Eine Intubation ist beispielsweise ein nicht zu unterschätzender medizinischer Eingriff. Wir müssen den intubierten Patienten zuerst sedieren und die Muskelfunktionen mit Lähmungsmitteln stilllegen, damit er nicht selber atmet. Noch einschneidender ist die oftmals lang dauernde anschliessende künstliche Beatmung, in der Körperfunktionen wie die eigene Atmung ausgeschaltet sind.

 

Den Angehörigen erkläre ich den nahenden Tod auf der Intensivstation so: Der kranke Mensch stirbt langsam; die Funktion der Organe verschlechtert sich. Eventuell wird der Patient schläfriger, vielleicht ein bisschen delirant, und reagiert immer weniger.

 

Durch die Corona-Pandemie haben viele Menschen die Vergänglichkeit ihres Lebens erst realisiert. Es wurden viele Patientenverfügungen ausgefüllt. Oftmals steht da drin, dass die Patientin nicht reanimiert werden möchte – so manche ändern aber ihre Meinung, sobald sie bei uns auf der Station liegen. Darum zählen Patientenverfügungen erst, wenn eine Patientin sich nicht mehr zu ihren Wünschen äussern kann.

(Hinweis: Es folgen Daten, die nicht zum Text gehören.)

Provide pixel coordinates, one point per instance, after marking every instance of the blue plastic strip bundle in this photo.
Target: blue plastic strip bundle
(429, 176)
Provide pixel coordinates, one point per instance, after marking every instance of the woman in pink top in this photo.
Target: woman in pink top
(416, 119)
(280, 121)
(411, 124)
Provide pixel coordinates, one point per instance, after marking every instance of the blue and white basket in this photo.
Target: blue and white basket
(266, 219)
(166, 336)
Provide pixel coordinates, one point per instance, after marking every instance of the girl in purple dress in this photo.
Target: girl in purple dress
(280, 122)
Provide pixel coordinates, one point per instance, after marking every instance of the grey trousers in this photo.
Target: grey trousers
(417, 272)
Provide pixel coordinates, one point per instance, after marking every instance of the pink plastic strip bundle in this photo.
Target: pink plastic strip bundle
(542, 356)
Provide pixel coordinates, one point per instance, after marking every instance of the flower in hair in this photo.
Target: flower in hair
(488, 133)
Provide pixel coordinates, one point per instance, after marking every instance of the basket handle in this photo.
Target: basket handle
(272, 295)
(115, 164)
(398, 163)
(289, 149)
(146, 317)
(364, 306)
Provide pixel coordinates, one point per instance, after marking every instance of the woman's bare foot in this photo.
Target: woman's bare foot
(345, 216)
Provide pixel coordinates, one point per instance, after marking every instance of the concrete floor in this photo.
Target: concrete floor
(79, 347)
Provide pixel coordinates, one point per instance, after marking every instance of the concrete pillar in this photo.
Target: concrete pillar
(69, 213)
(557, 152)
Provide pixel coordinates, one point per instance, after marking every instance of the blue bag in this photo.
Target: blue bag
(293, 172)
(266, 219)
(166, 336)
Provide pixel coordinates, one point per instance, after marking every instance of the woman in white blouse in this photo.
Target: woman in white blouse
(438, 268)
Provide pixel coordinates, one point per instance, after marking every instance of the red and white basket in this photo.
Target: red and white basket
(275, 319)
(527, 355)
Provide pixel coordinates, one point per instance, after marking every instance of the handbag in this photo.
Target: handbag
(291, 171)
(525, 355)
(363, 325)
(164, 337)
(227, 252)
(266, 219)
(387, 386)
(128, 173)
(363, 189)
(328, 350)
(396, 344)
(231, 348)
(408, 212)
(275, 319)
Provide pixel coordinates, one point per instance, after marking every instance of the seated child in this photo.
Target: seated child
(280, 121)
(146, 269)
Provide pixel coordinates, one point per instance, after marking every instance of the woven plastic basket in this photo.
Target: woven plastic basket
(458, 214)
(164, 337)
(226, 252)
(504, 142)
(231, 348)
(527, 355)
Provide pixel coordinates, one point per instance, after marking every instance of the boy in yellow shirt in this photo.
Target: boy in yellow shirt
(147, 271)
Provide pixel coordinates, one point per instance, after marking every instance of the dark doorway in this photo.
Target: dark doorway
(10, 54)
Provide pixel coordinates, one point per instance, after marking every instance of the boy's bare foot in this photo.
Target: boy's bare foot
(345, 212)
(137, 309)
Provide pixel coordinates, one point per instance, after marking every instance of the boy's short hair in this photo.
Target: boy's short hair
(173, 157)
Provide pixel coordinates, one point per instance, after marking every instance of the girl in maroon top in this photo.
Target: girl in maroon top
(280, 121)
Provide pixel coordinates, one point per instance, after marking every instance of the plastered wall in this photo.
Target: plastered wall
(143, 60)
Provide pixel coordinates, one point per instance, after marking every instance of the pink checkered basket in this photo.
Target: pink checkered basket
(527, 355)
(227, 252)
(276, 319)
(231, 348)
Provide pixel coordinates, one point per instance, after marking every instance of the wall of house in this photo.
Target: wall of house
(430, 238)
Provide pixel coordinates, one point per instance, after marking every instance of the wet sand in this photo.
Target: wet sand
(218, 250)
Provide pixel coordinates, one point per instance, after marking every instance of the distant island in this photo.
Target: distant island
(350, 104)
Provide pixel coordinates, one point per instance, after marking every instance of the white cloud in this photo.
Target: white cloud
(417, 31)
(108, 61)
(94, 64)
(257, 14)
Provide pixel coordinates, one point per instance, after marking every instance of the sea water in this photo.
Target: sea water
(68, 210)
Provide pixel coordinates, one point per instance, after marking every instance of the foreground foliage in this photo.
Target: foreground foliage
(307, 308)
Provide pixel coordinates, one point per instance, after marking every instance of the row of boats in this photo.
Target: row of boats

Egal, wofür sich ein Patient entscheidet: Wir brechen keine Therapie einfach so ab. Will eine Patientin nicht künstlich am Leben gehalten werden, stellen wir auf eine palliative Therapie zur Linderung um, auch um ein würdevolles Sterben zu ermöglichen. Wir geben dem Patienten zum Beispiel Morphium gegen Atemnot, gegen Schmerzen und gegen die Angst.

 

Wenn das Herz zu schlagen aufgehört hat, stelle ich den Tod fest und ich fülle die Todesbescheinigung aus. Ich notiere Todesursache und -zeitpunkt, ob es ein natürlicher Tod war oder nicht. Lauter Formalien. In einem Folgegespräch mit den Angehörigen frage ich sie, ob sie einer Autopsie zustimmen. So können wir mit grosser Genauigkeit feststellen, woran der Mensch gestorben ist. Das kann auch den Hinterbliebenen helfen, seinen Tod besser zu verstehen.

 

Als Corona-Patientinnen in der ersten Welle auf unsere Station verlegt wurden, hatten sie oft Bergamo und die Leichentransporte vor Augen. Auch meinen Kollegen und mir im Spital Thun haben diese Bilder Angst gemacht – ob das auch auf uns in der Schweiz zukommt?

 

Die Intensivstation ist kein Ort, wo die Patientinnen lange bleiben. Drei Tage sind hier eine lange Zeit. Mit Corona-Patienten ist das anders. Die bleiben oft zehn Tage, manche auch mehrere Wochen. Kolleginnen in anderen Regionen und im Ausland hatten während der ersten Welle oft viel zu wenig Zeit für einzelne Patienten. Auch wir im Spital Thun stiessen in der zweiten Welle gelegentlich an unsere physischen und psychischen Grenzen.

 

Für mich bleibt der Tod auch nach all den Jahren, in denen ich mit vielen Facetten des Sterbens konfrontiert war, teilweise belastend. Ich denke oft an eine Frau, die kürzlich unsere Intensivstation verliess. Sie ging durch den Flur, in ihren Händen hielt sie zwei weisse Plastiktüten mit dem Krankenhaus-Logo drauf. Sie war nicht alt, ging aber gebückt. In den Taschen waren die Habseligkeiten ihres Mannes. Alles, was sie von ihm mit nach Hause nehmen konnte, passte in zwei Tragtaschen. Sein Leben hatte er auf der Station gelassen.»